13 December 2006

Bill Gates, George Bush & The Predictability of the Unpredictable

I don't think that it's a coincidence that the world's richest man is a software programmer.

Software programming reveals the predictability of the unpredictable. Even smart people who write code very quickly find themselves dealing with unexpected, unpredictable results. These are called bugs. Bugs can be trivial, causing text to overlap in places it shouldn't. Bugs can be catastrophic, locking up the system or causing a program to crash. Bugs are inevitable because lines of code interact in ways that our brains are simply too small to predict.

Microsoft has had a history of failures, but those failures are rarely the final story. It's not hard to think that Gates approached the business setbacks like debugging software - problems that were not to be taken personally but needed to be understood and solved. What context did the business fail to take into account? What unexpected interaction with customer needs or competitor actions or technology ecosystem rendered the old plans obsolete? What new plan would be appropriate? Gates seems to have taken the lessons of debugging to heart, applying them even in the formulation and execution of business policy. The approach has seemed to work.

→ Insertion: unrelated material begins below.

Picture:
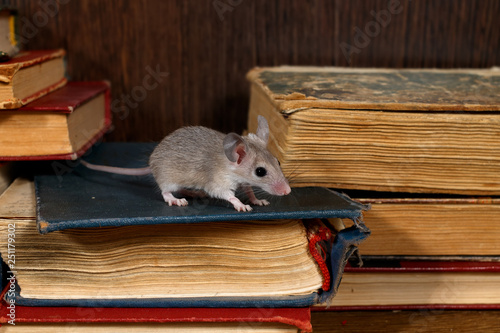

By contrast, George has been meeting this week with ... Donald Rumsfeld and Dick Cheney to formulate a plan for Iraq, a session almost guaranteed to be an exercise in defending earlier decisions rather than discarding them as failed. His administration's earlier announcement about unveiling a plan in December has been pushed back to January. Already George has indicated that he's resistant to the solutions offered by the Baker - Hamilton report. His refusal to listen to that commission or anyone else on the topic of talking with Iran and Syria suggests that military action is inevitable, action that will suck him deeper down the rabbit hole.

It's not obvious that George has written a line of code in his life. As George has encountered problems with his Iraq policy, he's failed to get the message that his thinking, his policy, has bugs in it. Instead, he's blamed the computer (the global community), the operating system (the political dynamics of the Middle East), and the user (the Iraqi's). Never once has it occurred to him to take those as givens and adapt his policy to those realities. Never once has it occurred to him that many of the bugs have resulted from unpredictable (or even ignored in advance) interactions between pieces of his own policy. For George, programming (or policy) bugs are personal.

Bill Gates has become the richest man in history. George Bush has become the worst American president in history. The difference could be as simple as their different levels of willingness to acknowledge bugs and go about the difficult business of debugging policy and thinking in order to better understand reality before taking further steps to change that reality.

If there is one bit of certainty in the midst of all this uncertainty it must be this: we can't change reality until we change ourselves and we cannot continue to change reality unless we're willing to continue to change. And this is perhaps the defining failure that has made the rest of George's failures inevitable.

1 comment:

Anonymous said...

Hey Ron. Up to your same ol trix.

Your comments about GW might be valid re failure if you think this war was about "spreading democracy". I think the clue to what this war is really about lies in the obvious...look at the results. What did we accomplish quickly and effectively?

Answer: We toppled Saddam the mad man. The same mad man that attempted to assasinate Bush Sr.

Yup. The motivation was just plain ol hill folk retribution. You just can't come out and say that out loud when you're the prez.

So give George a break. He avenged his dad. What son wouldn't?

Getting closer to all that oil isn't so bad for the U.S. of A. either.